You don’t have to be Irish (or part Irish like me) to celebrate St. Patrick’s Day on Friday, March 17. We love any occasion focusing on things that are green!
March 17 is the date of St. Patrick’s death. Yes, he was a real person. For many years St. Patrick’s Day was a serious religious holiday in Ireland, honoring the man who converted Ireland to Catholicism and who also reportedly “drove the snakes out of Ireland.”
This is a historical headscratcher, because there are no snakes native to Ireland. Some historians now believe “snakes” refers to the ancient Pagans, especially the Druids who practiced the dominant spiritual belief in Ireland before the arrival of Christianity.
Other historians say this isn’t true, because the Druids co-existed peacefully with the Catholic Church for several hundred years. St. Patrick and other Catholic priests recorded many of the stories and myths from the oral tradition of the Druids to preserve their history. St Patrick also recorded all of the old Druid laws in Ireland, providing us with invaluable information on pre-Christian Celtic culture.
There are modern-day Druids who follow the old Druid ways in Ireland and Wales. Druids share a fundamental belief in the spirituality of all things, and it welcomes diversity even in religious views. The most important focus is in Nature. All Druids believe Nature is sacred or divine. Every part of nature has a role in the web of life. Druids respect all creatures. No creature has supremacy over another including human beings. We are just one part of the wider living family on Earth.
In a book called “The Sacredness of Nature,” writer Phil Ryder says “within Druidry, Nature is considered to be unconditionally sacred and an expression or manifestation of deity and divinity.” Many Druids are animists, that plants, animals, and even certain inanimate objects have souls. Some Druids consider animals and plants to be members of their “tribe.”
Among many Druids, there is a system of tree lore. Different species of trees have different characteristics including moods, actions, roles, phases of life, and ancestors. It’s not so difficult to understand why ancient people would see very different looking trees and imagine them to have different personalities.
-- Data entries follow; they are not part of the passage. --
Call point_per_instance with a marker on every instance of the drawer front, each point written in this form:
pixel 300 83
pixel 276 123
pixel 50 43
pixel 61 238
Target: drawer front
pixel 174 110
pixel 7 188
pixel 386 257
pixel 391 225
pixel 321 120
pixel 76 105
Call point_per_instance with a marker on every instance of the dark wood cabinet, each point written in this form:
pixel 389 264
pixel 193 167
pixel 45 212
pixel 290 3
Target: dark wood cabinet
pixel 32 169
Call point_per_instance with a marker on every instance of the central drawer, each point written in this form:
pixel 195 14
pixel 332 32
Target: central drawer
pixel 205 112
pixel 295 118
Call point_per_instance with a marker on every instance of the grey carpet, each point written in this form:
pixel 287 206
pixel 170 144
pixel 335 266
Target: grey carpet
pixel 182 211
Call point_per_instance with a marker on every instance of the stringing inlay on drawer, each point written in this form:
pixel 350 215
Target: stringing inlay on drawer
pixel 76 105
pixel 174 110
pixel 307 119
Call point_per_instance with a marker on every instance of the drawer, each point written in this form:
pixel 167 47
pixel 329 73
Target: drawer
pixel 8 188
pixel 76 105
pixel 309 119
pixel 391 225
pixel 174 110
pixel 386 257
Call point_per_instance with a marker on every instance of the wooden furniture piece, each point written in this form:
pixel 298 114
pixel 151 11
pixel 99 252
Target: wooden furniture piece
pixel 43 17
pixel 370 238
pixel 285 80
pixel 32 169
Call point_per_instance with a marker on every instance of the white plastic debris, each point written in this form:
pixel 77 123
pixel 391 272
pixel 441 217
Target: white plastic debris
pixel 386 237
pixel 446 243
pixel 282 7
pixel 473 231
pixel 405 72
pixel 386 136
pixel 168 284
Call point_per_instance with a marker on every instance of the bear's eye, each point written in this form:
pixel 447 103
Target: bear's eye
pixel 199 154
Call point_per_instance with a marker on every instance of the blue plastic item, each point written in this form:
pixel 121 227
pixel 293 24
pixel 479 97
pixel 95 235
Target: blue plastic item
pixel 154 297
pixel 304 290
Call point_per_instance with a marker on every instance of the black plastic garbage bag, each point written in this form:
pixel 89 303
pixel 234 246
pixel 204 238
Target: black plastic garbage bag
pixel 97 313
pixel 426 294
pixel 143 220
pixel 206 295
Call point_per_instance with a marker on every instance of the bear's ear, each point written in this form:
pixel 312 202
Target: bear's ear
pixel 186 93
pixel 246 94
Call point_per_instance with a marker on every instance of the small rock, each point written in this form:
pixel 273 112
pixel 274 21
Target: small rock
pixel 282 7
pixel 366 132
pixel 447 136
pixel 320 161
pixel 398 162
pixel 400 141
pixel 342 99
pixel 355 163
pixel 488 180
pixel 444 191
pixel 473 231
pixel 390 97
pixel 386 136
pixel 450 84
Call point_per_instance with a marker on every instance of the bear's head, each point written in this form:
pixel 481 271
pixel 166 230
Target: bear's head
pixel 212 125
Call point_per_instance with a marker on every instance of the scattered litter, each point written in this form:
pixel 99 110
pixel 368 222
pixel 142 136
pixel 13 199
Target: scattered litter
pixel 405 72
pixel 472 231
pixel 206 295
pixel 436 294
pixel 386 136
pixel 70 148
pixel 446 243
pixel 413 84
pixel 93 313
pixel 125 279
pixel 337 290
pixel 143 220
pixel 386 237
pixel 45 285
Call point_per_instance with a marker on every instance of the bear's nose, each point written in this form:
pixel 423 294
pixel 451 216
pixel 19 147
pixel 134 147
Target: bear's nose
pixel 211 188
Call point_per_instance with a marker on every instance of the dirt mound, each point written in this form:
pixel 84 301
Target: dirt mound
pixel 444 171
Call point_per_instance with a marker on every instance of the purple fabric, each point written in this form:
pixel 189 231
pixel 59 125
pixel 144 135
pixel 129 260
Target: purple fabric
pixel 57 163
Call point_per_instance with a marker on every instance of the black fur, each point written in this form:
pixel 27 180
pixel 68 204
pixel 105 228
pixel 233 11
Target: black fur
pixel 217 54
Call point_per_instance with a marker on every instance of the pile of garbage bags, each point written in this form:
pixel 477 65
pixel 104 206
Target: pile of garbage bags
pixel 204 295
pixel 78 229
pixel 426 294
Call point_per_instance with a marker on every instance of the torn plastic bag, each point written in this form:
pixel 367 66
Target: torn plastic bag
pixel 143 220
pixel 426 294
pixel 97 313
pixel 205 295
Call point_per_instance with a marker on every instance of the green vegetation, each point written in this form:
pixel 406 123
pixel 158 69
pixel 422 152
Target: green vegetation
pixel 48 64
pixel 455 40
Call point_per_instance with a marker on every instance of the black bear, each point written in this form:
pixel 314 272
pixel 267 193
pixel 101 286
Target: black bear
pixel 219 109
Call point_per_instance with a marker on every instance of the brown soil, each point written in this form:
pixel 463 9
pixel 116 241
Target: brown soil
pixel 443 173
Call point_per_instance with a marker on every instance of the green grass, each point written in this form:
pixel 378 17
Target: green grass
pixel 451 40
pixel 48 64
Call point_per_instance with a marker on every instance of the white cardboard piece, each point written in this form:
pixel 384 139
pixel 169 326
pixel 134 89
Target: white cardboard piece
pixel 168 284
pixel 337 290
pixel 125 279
Picture a huge Irish Oak tree compared to a more delicate deciduous tree like a willow, like a huge bodybuilder next to a ballet dancer.
Druids also believe there is far more to life than we can see, and believe in the existence of an “Otherworld,” a realm beyond the physical senses but is still completely real.
There is a modern Druid movement which still respects nature like the ancient Druids did. Today, many Druids participate in the environmental protection movement. If you visit the activist website EcoPagan.com, you will read about support for environmental causes and a focus on Earth Day as a way to spread their message.
Some may read what the website has to say and think, “Nut cases.” I read it and think, “Isn’t this just another way to describe the concept of biophilia?” For example:
“The web of life includes strands that tug on our hearts, thread through our essential nature, and weave us into a spiritual whole. As part of the body of life on Earth, we care about the health of all parts of the body. Many human activities destroy parts of the body, and we recoil at them. Cutting down a rainforest is no different from cutting off a healthy leg or arm. In fact, these are even more vital than our arms and legs, because these forests are part of our planetary lungs. Similarly, we care about our waters, our land, our air, and our diverse biosphere. We do so out of respect for our ancestors, out of care for all life today, and out of love for future generations. Anything that harms the body of life on Earth, including global warming, pollution, and extinction, is thus a spiritual and moral issue.
We are part of Earth, and Earth is part of us.”
The Celtic Druids attached much significance to the clover or shamrock, because they believed the number three to be a perfect number possessing a mystical power. The shamrock represents the Holy Trinity, and also signifies past, present and future. Through its symbolism, the shamrock has paved a path to Irish glory.
So while we don’t normally get quite so “heavy” in our blog, and while it might be the last thing you expected to read on the St. Patrick’s Day theme, we’d like you to give a thought to your biophilic connection to all things green and growing on St. Patrick’s Day. We don’t care if you give a toast to biophilia with your green beer. Like the Druids, Good Earth Plant Company is all about natural diversity in all things! Slainte!